# Tutorial 2: Function Registry and Decorators

Learn how to register reusable functions for both Spark and Pandas engines using the ODIBI function framework.

**Learning Objectives:**
- Use `@odibi_function` decorator for function registration
- Create engine-specific variants (Spark vs Pandas)
- Resolve functions from the global registry
- Understand the function resolution order
- Use shorthand decorators (`@spark_function`, `@pandas_function`, `@universal_function`)

**Prerequisites:**
- odibi_de_v2 installed
- pandas installed (Spark optional for full examples)

## Part 1: Basic Function Registration

In [None]:
from odibi_de_v2.odibi_functions import odibi_function, REGISTRY
import pandas as pd

# Register a universal function (works with any engine)
@odibi_function(
    engine="any",
    module="cleaning",
    description="Remove duplicate rows from DataFrame",
    version="1.0"
)
def remove_duplicates(df):
    """Remove duplicate rows - works for both Spark and Pandas."""
    return df.drop_duplicates()

print("✓ Registered 'remove_duplicates' function")

# Verify registration
all_functions = REGISTRY.get_all()
print(f"\nRegistered functions: {all_functions}")

In [None]:
# Resolve and use the function
fn = REGISTRY.resolve(
    module="cleaning",
    func="remove_duplicates",
    engine="pandas"
)

# Test with sample data
test_df = pd.DataFrame({
    'id': [1, 2, 2, 3, 4, 4],
    'value': ['a', 'b', 'b', 'c', 'd', 'd']
})

print("Original DataFrame:")
print(test_df)

result = fn(test_df)
print("\nAfter remove_duplicates:")
print(result)
print(f"\nRows: {len(test_df)} → {len(result)}")

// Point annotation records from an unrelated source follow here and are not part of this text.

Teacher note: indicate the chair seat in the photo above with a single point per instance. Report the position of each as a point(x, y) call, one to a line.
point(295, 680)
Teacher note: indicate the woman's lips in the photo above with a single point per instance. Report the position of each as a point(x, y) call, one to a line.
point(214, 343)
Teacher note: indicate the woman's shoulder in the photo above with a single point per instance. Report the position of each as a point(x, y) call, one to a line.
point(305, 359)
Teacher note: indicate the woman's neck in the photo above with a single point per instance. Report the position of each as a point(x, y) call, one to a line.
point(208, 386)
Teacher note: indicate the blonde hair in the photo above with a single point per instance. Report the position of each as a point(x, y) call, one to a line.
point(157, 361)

## Part 2: Engine-Specific Implementations

Create different implementations for Spark and Pandas.

In [None]:
# Pandas-specific implementation
@odibi_function(
    engine="pandas",
    module="aggregation",
    description="Calculate daily statistics using Pandas"
)
def calculate_daily_stats_pandas(df):
    """Aggregate data by date using pandas groupby."""
    return df.groupby('date').agg({
        'value': ['count', 'sum', 'mean'],
        'id': 'nunique'
    }).reset_index()

# Spark-specific implementation (same logical operation)
@odibi_function(
    engine="spark",
    module="aggregation",
    description="Calculate daily statistics using Spark SQL"
)
def calculate_daily_stats_spark(df):
    """Aggregate data by date using Spark SQL functions."""
    from pyspark.sql import functions as F
    
    return df.groupBy('date').agg(
        F.count('value').alias('value_count'),
        F.sum('value').alias('value_sum'),
        F.mean('value').alias('value_mean'),
        F.countDistinct('id').alias('id_nunique')
    )

print("✓ Registered engine-specific implementations")
print("  - calculate_daily_stats_pandas (engine='pandas')")
print("  - calculate_daily_stats_spark (engine='spark')")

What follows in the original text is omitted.